There are some unique trophies in sport.
The winner of The Masters gets a green jacket. NASCAR race winners get a lobster in New Hampshire and a grandfather clock at Martinsville.
Some trophies are big – such as the huge Davis Cup in tennis – while some trophies are easier to hoist aloft like football’s World Cup or Champions League.
But there are few trophies in world sport as tiny as The Ashes. It may be little more than 4in high, yet England and Australia have fought tooth and claw for the urn for more than 100 years.
But what does it actually say on The Ashes urn?
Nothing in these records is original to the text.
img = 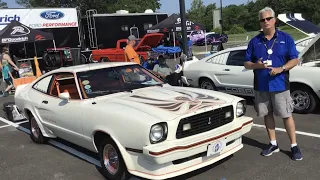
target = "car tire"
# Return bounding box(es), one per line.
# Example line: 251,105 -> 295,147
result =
291,87 -> 317,114
99,138 -> 130,180
199,78 -> 217,91
100,57 -> 110,62
29,115 -> 48,144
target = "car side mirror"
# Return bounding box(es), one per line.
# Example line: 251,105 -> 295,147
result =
59,92 -> 70,101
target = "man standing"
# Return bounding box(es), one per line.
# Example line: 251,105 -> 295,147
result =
124,35 -> 140,64
245,7 -> 302,160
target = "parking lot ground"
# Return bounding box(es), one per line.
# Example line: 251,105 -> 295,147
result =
0,98 -> 320,180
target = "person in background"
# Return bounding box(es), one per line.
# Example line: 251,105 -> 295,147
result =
124,35 -> 140,64
1,61 -> 14,97
244,7 -> 302,160
1,47 -> 19,74
153,57 -> 181,86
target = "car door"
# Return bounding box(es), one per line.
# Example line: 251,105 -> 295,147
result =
37,72 -> 85,145
221,50 -> 254,96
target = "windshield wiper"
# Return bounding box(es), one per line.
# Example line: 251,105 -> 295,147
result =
90,89 -> 133,94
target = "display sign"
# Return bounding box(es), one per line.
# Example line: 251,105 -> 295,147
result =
0,8 -> 78,30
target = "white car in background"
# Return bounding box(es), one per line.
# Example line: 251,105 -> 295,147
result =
15,62 -> 253,180
183,35 -> 320,113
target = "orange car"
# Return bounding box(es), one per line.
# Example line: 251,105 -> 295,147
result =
92,33 -> 163,62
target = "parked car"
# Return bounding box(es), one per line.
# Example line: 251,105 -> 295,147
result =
91,33 -> 163,64
15,62 -> 253,180
194,33 -> 228,46
183,35 -> 320,113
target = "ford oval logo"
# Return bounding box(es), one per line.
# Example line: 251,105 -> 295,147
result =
40,11 -> 64,20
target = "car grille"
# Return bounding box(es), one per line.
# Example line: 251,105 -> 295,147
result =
176,106 -> 234,139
And what actually are the ashes in the first place?
- REVEALED: Why are The Ashes not on Sky Sports?
Ashes urn history
The first time England played Australia in Test cricket, in 1882, there was no such thing as The Ashes.
Such was the surprise of Australia’s victory in that first contest, Sporting Times journalist Reginald Shirley Brooks joked the “body (of English cricket) will be burned and the ashes taken to Australia”.
It was on the 1882/83 tour Down Under that the moniker ‘The Ashes’ was adopted, as England captain Ivo Bligh pledged to return with the ashes. His team did, too. England won the series 2-1 and Bligh (below) was presented with the 4in urn.
Reportedly, the ashes of a burnt cricket bail lie within the Ashes urn, a Victorian perfume bottle.
The battle for The Ashes remains one of sport’s great rivalries. Even as Test cricket struggles to find an audience these days, every day of an Ashes series remains a sell-out.
What does it actually say on the urn?
There are two labels stuck to the urn.
The top one simply states ‘The Ashes’.
The larger text below takes the form of a poem and refers to members of Bligh’s touring party of 1882:
When Ivo goes back with the urn, the urn;
Studds, Steel, Read and Tylecote return, return;
The welkin will ring loud,
The great crowd will feel proud,
Seeing Barlow and Bates with the urn, the urn;
And the rest coming home with the urn.
The original urn presented to Bligh is housed at Lord’s Cricket Ground in London. Owing to its fragility, the urn rarely leaves England, with players lifting a replica in celebrations.
How many times has it been played?
Since Bligh took his team to Australia in 1882, 71 Ashes series have been played. The forthcoming series will be the 72nd overall and 36th Down Under.
Australia have won 33 series to England’s 32 with six draws. During the last Ashes in Australia in 2017/18, the hosts won 4-0.
England last claimed victory in 2015, 3-0 on home soil, and last brought the Ashes urn home again after the famous 2010/11 tour.